Será que estou muito paranoico?

Cada um tem sua própria régua interna. "É importante medir se a cautela se transformou em um medo ameaçador que está limitando a vida, ou ajuda para que possa ponderar e estabelecer melhores decisões", ensina Mauro. Por isso, se a pessoa anda sentindo um medo constante e desconfortável, vale buscar ajuda de um psiquiatra para analisar em que nível essa apreensão se encontra.

É importante destacar que a pessoa que sofre com esse quadro não se percebe doente. "Geralmente, quanto mais grave a doença mental, menos consciência ou percepção a pessoa tem de que está realmente experimentando o sintoma de paranoia", confirma Marques. Portanto, aos que percebem uma mudança de comportamento em alguém que passa a questionar tudo, se isolar, não querer falar ou sempre achar que tem algo ameaçador, apresentando mudanças em relação ao comportamento anteriormente, considere indicá-lo a uma avaliação psiquiátrica.
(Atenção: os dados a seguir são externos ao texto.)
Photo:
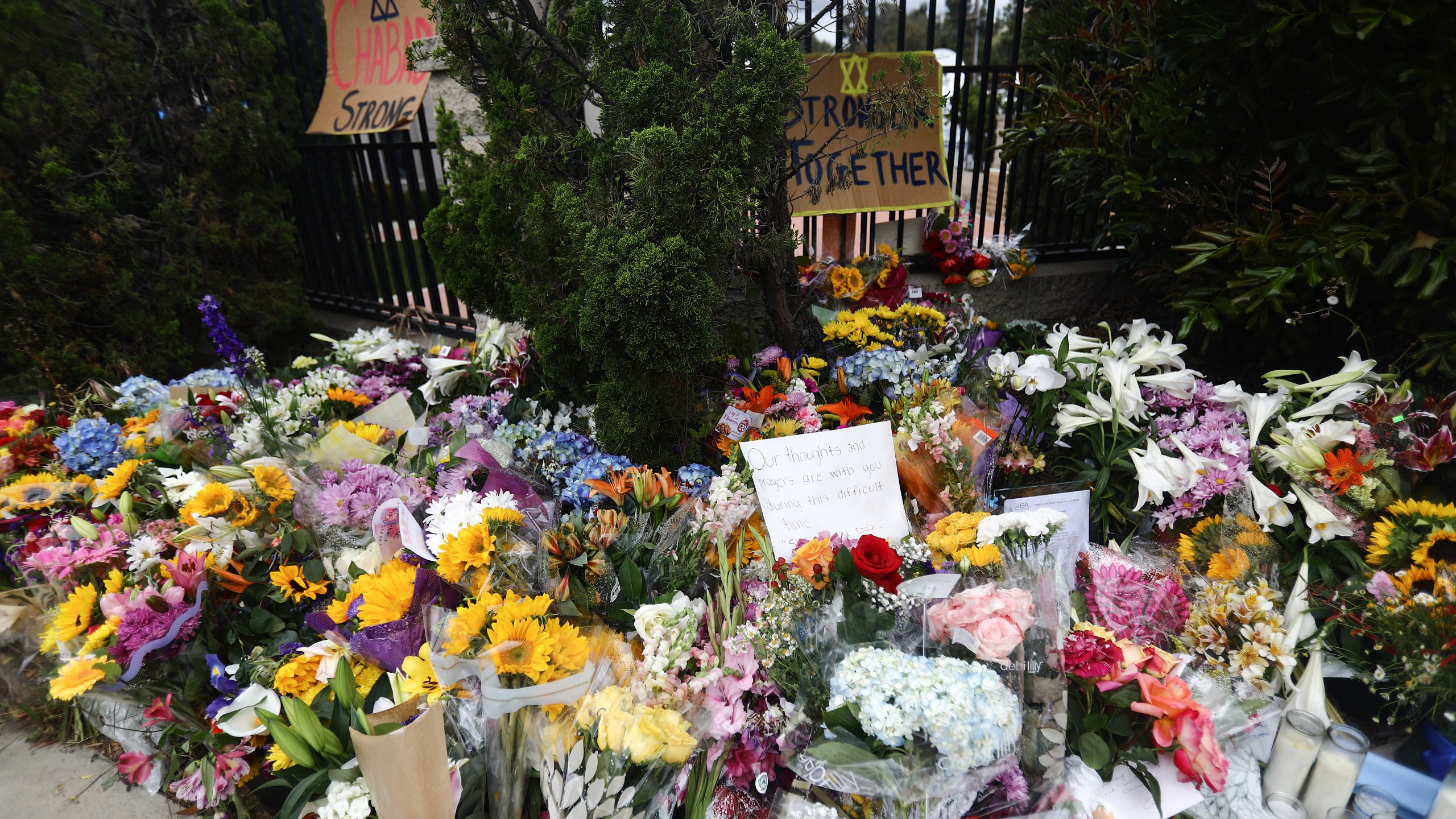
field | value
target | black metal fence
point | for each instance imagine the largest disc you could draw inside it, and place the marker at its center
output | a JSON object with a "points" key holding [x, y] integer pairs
{"points": [[360, 203]]}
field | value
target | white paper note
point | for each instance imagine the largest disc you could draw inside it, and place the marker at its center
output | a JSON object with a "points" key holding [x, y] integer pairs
{"points": [[841, 481]]}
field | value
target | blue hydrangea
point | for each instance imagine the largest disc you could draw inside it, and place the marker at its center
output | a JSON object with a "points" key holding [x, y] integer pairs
{"points": [[590, 468], [552, 455], [695, 478], [140, 394], [92, 446], [219, 379]]}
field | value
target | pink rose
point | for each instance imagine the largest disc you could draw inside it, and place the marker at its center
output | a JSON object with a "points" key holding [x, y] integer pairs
{"points": [[996, 637]]}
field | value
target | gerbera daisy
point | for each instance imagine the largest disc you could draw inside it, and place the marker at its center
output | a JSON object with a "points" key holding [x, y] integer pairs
{"points": [[1345, 470], [76, 678], [520, 647], [117, 480], [295, 585]]}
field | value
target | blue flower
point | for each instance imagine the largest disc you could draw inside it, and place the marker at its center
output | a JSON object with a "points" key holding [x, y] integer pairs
{"points": [[92, 446]]}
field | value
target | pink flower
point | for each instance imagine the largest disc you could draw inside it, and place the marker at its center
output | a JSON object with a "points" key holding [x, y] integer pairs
{"points": [[134, 767], [159, 712], [1199, 757]]}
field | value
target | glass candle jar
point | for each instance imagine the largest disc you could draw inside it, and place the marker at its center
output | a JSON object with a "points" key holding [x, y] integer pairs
{"points": [[1285, 806], [1335, 771], [1295, 751]]}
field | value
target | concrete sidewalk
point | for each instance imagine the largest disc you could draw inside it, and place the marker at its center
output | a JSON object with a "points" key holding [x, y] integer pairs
{"points": [[59, 781]]}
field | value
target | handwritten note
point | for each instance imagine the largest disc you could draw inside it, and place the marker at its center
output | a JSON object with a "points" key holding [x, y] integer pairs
{"points": [[838, 481]]}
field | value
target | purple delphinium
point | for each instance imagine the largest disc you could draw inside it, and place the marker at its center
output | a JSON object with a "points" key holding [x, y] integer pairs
{"points": [[225, 340]]}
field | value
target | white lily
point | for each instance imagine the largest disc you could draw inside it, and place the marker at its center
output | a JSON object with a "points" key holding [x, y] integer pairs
{"points": [[1322, 524], [1272, 509], [241, 719]]}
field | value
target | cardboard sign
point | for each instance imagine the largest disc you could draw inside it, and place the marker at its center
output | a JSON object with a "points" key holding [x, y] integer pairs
{"points": [[830, 131], [841, 481], [369, 86]]}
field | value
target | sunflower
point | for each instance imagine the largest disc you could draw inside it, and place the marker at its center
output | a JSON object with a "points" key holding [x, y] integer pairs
{"points": [[34, 491], [1229, 564], [522, 647], [117, 480], [210, 502], [295, 586], [388, 594], [349, 397], [469, 548], [73, 617], [77, 677], [273, 483], [1439, 547]]}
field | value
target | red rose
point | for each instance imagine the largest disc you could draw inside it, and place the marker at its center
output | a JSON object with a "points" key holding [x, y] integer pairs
{"points": [[877, 563]]}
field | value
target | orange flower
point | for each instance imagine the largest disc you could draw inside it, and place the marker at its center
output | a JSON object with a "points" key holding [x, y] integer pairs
{"points": [[845, 410], [814, 560], [1345, 470]]}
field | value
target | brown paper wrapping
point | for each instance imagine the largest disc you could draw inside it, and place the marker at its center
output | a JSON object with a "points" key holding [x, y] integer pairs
{"points": [[408, 771]]}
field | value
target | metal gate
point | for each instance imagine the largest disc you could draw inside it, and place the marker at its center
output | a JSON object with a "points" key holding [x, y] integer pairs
{"points": [[360, 203]]}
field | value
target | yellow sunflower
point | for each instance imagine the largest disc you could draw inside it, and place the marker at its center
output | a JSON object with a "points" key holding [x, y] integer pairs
{"points": [[388, 594], [273, 483], [76, 678], [210, 502], [34, 491], [522, 647], [1229, 564], [117, 480], [73, 617], [295, 585]]}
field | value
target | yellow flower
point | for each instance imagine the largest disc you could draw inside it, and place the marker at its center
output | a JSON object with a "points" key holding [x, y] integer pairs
{"points": [[388, 594], [468, 548], [34, 491], [73, 617], [295, 585], [1229, 564], [117, 480], [520, 647], [76, 678], [273, 483], [210, 502], [420, 677], [296, 678], [349, 397]]}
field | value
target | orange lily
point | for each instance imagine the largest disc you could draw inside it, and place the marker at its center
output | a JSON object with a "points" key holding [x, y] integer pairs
{"points": [[845, 410]]}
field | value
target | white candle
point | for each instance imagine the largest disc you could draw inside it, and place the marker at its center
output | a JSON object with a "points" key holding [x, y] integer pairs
{"points": [[1293, 755], [1335, 771]]}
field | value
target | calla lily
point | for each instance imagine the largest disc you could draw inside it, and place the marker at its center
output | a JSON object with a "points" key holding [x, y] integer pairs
{"points": [[1322, 524], [1272, 509], [241, 719]]}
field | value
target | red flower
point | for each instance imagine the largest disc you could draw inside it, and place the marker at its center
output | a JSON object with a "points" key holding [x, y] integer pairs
{"points": [[877, 561]]}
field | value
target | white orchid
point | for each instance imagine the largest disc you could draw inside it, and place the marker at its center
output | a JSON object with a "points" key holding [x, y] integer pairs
{"points": [[1322, 524]]}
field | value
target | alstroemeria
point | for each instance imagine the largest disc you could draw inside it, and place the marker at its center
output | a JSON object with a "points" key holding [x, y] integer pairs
{"points": [[1322, 524], [1272, 509]]}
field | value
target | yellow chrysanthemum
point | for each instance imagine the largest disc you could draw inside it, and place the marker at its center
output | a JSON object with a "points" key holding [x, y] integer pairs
{"points": [[295, 585], [420, 677], [520, 647], [210, 502], [296, 678], [117, 480], [76, 678], [468, 548], [388, 594], [75, 615], [1229, 564], [273, 483], [34, 491]]}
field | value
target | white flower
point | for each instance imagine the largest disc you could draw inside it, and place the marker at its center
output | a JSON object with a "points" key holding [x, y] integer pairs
{"points": [[144, 553], [1322, 524], [239, 717], [1272, 509]]}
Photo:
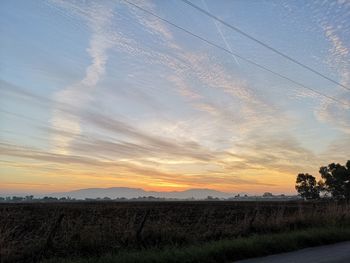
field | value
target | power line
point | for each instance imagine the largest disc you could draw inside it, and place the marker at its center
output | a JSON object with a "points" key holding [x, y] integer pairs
{"points": [[264, 44], [237, 55]]}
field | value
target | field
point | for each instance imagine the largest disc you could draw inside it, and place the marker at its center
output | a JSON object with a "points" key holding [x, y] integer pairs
{"points": [[31, 232]]}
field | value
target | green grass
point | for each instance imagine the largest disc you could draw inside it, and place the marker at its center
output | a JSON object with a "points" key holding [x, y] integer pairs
{"points": [[224, 250]]}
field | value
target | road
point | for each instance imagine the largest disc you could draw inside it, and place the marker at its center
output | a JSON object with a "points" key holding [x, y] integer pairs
{"points": [[336, 253]]}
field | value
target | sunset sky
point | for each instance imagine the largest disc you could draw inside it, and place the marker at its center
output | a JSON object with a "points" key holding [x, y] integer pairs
{"points": [[103, 94]]}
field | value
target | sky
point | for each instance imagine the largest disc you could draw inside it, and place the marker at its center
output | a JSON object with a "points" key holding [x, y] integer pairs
{"points": [[103, 94]]}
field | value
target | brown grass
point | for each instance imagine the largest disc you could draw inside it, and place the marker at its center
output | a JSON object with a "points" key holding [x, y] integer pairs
{"points": [[29, 232]]}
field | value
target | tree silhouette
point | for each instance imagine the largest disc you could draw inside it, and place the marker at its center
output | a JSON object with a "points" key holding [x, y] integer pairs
{"points": [[307, 186], [337, 180]]}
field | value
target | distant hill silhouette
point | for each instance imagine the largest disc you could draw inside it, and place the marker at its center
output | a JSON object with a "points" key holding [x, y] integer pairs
{"points": [[118, 192]]}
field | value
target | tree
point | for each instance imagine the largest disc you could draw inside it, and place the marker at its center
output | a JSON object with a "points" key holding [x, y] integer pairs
{"points": [[307, 186], [337, 180]]}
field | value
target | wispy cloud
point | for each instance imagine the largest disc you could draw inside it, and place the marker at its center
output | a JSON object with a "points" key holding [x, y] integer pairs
{"points": [[98, 18]]}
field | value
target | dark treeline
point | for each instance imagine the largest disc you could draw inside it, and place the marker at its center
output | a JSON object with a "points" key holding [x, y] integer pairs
{"points": [[335, 183]]}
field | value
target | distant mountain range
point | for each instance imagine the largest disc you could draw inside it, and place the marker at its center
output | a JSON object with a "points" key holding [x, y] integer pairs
{"points": [[118, 192]]}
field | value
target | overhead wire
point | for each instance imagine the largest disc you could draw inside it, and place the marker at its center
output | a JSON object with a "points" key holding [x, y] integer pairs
{"points": [[238, 55], [264, 44]]}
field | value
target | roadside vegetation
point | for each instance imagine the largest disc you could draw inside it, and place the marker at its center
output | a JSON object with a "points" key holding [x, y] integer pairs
{"points": [[224, 250], [178, 231]]}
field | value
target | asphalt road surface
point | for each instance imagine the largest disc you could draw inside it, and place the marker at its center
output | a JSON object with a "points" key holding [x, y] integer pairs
{"points": [[336, 253]]}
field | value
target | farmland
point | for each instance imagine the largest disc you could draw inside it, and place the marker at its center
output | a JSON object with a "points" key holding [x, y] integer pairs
{"points": [[30, 232]]}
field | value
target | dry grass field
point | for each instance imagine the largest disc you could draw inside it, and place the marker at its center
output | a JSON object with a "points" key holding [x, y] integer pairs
{"points": [[30, 232]]}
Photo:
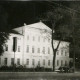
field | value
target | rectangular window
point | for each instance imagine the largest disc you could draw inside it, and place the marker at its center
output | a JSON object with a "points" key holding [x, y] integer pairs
{"points": [[33, 62], [18, 48], [61, 62], [57, 62], [48, 62], [27, 62], [33, 38], [6, 47], [61, 52], [5, 61], [38, 50], [27, 50], [57, 52], [48, 50], [65, 63], [28, 37], [43, 50], [39, 63], [32, 49], [12, 61], [39, 38], [65, 53], [43, 62], [0, 60], [18, 61], [43, 39], [48, 40]]}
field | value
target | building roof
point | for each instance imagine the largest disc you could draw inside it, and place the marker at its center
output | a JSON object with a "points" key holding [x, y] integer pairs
{"points": [[38, 25]]}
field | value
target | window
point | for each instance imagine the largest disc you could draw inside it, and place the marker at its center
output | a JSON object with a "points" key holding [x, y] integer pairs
{"points": [[61, 52], [38, 50], [57, 52], [43, 39], [0, 60], [27, 50], [12, 61], [43, 62], [28, 37], [39, 38], [32, 49], [43, 50], [33, 62], [33, 38], [18, 61], [57, 62], [65, 53], [48, 50], [48, 62], [5, 61], [65, 63], [48, 40], [61, 62], [39, 63], [6, 47], [18, 48], [27, 61]]}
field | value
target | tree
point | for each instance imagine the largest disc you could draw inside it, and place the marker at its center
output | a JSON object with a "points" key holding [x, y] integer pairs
{"points": [[3, 31]]}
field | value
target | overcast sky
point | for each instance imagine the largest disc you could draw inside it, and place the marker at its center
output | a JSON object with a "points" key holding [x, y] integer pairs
{"points": [[18, 13]]}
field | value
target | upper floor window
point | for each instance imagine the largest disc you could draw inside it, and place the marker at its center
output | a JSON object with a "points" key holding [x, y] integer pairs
{"points": [[57, 62], [38, 50], [39, 38], [48, 50], [18, 61], [65, 63], [18, 48], [28, 37], [27, 61], [43, 39], [48, 62], [39, 63], [33, 38], [33, 62], [65, 52], [12, 61], [0, 60], [48, 40], [44, 62], [32, 49], [5, 61], [27, 49], [57, 52], [6, 47], [61, 62], [61, 52], [43, 50]]}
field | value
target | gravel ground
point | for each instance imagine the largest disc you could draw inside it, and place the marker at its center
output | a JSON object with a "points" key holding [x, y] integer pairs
{"points": [[38, 76]]}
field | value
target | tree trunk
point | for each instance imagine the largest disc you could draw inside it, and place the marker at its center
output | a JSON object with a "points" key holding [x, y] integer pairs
{"points": [[54, 58]]}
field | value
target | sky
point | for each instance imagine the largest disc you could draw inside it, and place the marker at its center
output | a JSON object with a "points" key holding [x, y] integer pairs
{"points": [[16, 13]]}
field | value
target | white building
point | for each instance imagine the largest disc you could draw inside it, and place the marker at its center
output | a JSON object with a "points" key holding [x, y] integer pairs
{"points": [[34, 48]]}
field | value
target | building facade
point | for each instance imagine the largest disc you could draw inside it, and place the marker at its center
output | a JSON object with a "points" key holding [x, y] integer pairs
{"points": [[34, 48]]}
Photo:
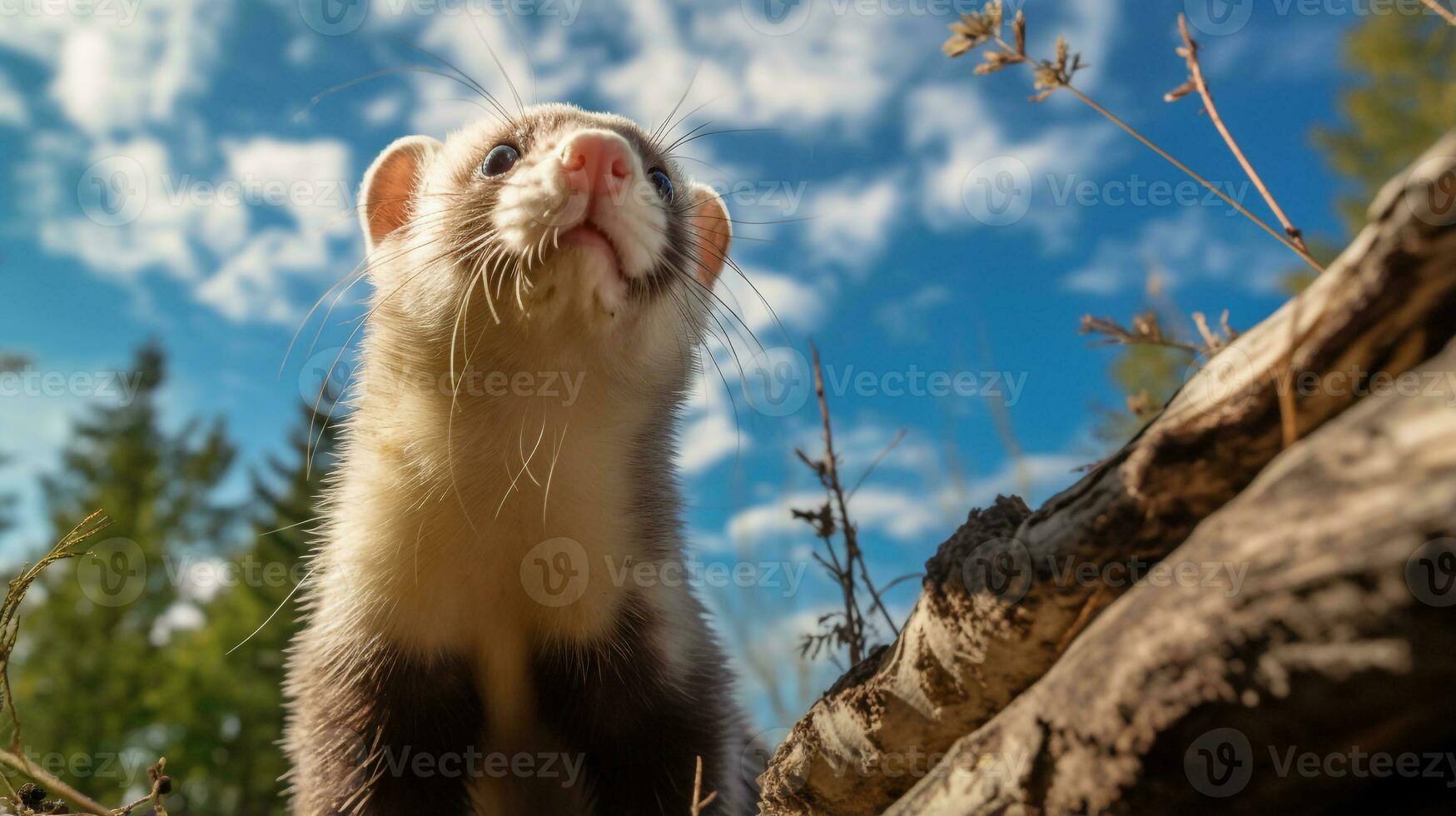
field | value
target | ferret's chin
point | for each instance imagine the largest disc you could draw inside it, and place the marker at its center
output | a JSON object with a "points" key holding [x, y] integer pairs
{"points": [[593, 277]]}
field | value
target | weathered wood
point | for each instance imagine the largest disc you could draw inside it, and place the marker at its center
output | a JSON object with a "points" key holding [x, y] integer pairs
{"points": [[997, 605], [1329, 643]]}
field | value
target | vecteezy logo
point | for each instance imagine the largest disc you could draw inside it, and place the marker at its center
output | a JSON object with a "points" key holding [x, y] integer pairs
{"points": [[112, 573], [1219, 763], [1001, 565], [997, 192], [777, 17], [1430, 573], [334, 17], [1430, 192], [325, 376], [778, 382], [555, 571], [1219, 17], [112, 192]]}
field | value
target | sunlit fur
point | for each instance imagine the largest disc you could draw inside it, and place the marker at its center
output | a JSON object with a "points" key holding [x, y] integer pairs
{"points": [[441, 490]]}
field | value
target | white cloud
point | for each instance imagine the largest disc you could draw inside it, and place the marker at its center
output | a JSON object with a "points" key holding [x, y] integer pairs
{"points": [[1195, 244], [309, 180], [851, 221], [540, 64], [122, 70], [957, 133], [758, 296], [905, 318], [385, 108], [254, 285], [711, 431], [13, 110], [181, 221], [130, 177]]}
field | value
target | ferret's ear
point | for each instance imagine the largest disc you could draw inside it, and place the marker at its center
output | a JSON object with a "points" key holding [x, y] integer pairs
{"points": [[711, 232], [389, 186]]}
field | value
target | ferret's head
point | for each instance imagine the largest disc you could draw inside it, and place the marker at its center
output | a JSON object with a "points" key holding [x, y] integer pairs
{"points": [[558, 233]]}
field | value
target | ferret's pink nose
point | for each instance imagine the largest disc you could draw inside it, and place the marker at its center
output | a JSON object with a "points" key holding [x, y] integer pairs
{"points": [[596, 161]]}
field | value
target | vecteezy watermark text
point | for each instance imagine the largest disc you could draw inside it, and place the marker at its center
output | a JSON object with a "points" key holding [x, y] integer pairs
{"points": [[779, 381], [120, 386]]}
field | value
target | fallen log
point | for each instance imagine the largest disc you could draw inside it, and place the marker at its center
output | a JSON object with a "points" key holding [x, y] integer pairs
{"points": [[1325, 668], [1011, 589]]}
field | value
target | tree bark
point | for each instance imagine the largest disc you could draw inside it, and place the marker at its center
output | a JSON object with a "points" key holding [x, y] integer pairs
{"points": [[1011, 589], [1321, 634]]}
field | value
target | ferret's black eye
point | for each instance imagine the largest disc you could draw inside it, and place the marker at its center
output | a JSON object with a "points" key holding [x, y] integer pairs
{"points": [[499, 161], [661, 182]]}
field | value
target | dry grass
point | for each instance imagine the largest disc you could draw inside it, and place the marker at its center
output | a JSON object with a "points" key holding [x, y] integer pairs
{"points": [[32, 798]]}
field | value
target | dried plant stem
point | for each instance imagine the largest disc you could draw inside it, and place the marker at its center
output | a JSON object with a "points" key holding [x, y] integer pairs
{"points": [[699, 802], [1446, 13], [1195, 175], [1190, 52], [852, 553], [11, 606], [66, 792]]}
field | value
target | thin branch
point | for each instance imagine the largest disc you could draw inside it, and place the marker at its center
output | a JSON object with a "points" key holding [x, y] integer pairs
{"points": [[1446, 13], [1200, 83], [1191, 174], [852, 553], [699, 802], [1053, 75], [91, 806]]}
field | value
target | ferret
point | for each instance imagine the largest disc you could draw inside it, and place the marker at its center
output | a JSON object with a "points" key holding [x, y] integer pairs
{"points": [[491, 623]]}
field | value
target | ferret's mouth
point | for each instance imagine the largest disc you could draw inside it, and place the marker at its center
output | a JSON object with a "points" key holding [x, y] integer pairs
{"points": [[596, 241]]}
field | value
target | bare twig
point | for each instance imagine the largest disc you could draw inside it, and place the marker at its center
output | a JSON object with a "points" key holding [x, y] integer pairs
{"points": [[1446, 13], [699, 802], [9, 624], [852, 551], [1056, 75], [1146, 331], [845, 627], [1200, 83], [91, 806]]}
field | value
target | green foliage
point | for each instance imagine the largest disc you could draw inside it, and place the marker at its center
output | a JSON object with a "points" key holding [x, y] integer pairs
{"points": [[1401, 102], [231, 670], [87, 668], [104, 685], [1404, 101]]}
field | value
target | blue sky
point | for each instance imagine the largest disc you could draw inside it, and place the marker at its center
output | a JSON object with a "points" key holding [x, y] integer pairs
{"points": [[168, 178]]}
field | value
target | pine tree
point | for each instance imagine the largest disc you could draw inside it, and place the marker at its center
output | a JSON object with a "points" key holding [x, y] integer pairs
{"points": [[87, 676], [1403, 101], [231, 670]]}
Já os melhores antídotos para a paranoia do dia a dia são o suporte social, a amizade, o humor e atividades voltadas à qualidade de vida como meditação, esporte e espiritualidade. Até mesmo a fuga do noticiário constante e principalmente das fake news pode ajudar. "Não disseminar informações de caráter parcial e duvidoso pode ser particularmente útil e socialmente responsável num momento tão delicado como o que vivemos", finaliza Leite.